* Après avoir évoqué la figure de son arrière-grand-père kabyle, mort pour la France à Verdun en 1917 (« Cent vingt francs »), Xavier Le Clerc rend hommage à son père Mohand-Saïd Aït-Taleb, arrivé en France en 1963 et qui a travaillé comme manœuvre « illettré » toute sa vie pour faire vivre sa famille de neuf enfants. Dans le sillage du reportage « Misère de la Kabylie », publié par Albert Camus en 1939, il exhume les conditions de dénuement et d’esclavage qui furent celles de son père, faisant de lui « l’archétype de ces hommes qui ne se sont jamais rebellés (…) qui ont été formatés à raser les murs ». « Un homme sans titre », à la fois effacé et sujet à des emportements, silencieux parce que sans les mots pour dire. (Gallimard, 125 p., 13,50 €)
* Survivante du génocide des Tutsis en 1994 et saluée pour son premier roman, « Tous tes enfants dispersés », Beata Umubyeyi Mairesse évoque une autre séparation, dans le Rwanda de 1954. « Consolée », 8 ans, est placée dans un orphelinat pour métisses et sera plus tard ramenée de force en Belgique. On la retrouve en 2019 sous un autre nom dans un EHPAD, atteinte de la maladie d’Alzheimer et prise en charge par Ramata, dont le père avait émigré du Sénégal. Deux histoires coloniales s’entrechoquent, qui disent aussi les répercussions sur les enfants d’immigrés. (Autrement, 366 p., 21 €)

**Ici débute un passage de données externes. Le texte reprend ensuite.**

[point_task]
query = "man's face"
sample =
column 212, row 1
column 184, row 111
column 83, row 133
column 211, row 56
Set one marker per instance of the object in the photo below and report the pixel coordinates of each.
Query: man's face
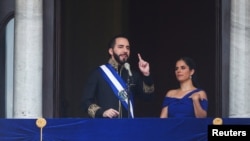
column 121, row 50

* Le dramaturge (« le Caïman ») et romancier (« la Danse des vivants ») Antoine Rault nous ramène à la fin de la Première Guerre mondiale quand un « tirailleur sénégalais » (!) est empêché de retourner dans sa Guinée natale parce qu’un médecin militaire, qui lui a sauvé la vie, le veut à son service et l’emmène dans son manoir franc-comtois. « Monsieur Sénégal » raconte l’autre combat qu’entreprend le jeune homme face à l’hostilité et au racisme, bien qu’il fasse tout pour se comporter en « bon Français bien éduqué ». Émaillé de textes d’époque et de publicités, le roman invite à se confronter à la réalité de notre histoire. (Plon, 423 p., 19,90 €)

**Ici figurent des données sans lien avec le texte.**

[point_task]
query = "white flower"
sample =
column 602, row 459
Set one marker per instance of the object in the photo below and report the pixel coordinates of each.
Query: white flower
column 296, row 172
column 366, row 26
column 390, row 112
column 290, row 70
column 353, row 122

* Écrivaine franco-américaine d’origine guadeloupéenne, Jennifer Richard (« Il est à toi, ce beau pays », « le Diable parle toutes les langues ») romance une nouvelle vision sans concession de l’histoire de la colonisation et de l’impérialisme. Contre-récit de l’Histoire officielle, « Notre royaume n’est pas de ce monde » met en scène, de façon aussi attrayante que puissante, la réunion d’une Amicale des insurgés : des fantômes de l’histoire et de la littérature, assassinés pour leurs idées, se rappellent des événements qui ont marqué leur vie et la société, depuis les années 1800 jusqu’à aujourd’hui, avec un focus particulier sur la colonisation belge. Un livre engagé mais aussi un roman avec des personnalités complexes et des destinées fabuleuses. (Albin Michel, 714 p., 24,90 €)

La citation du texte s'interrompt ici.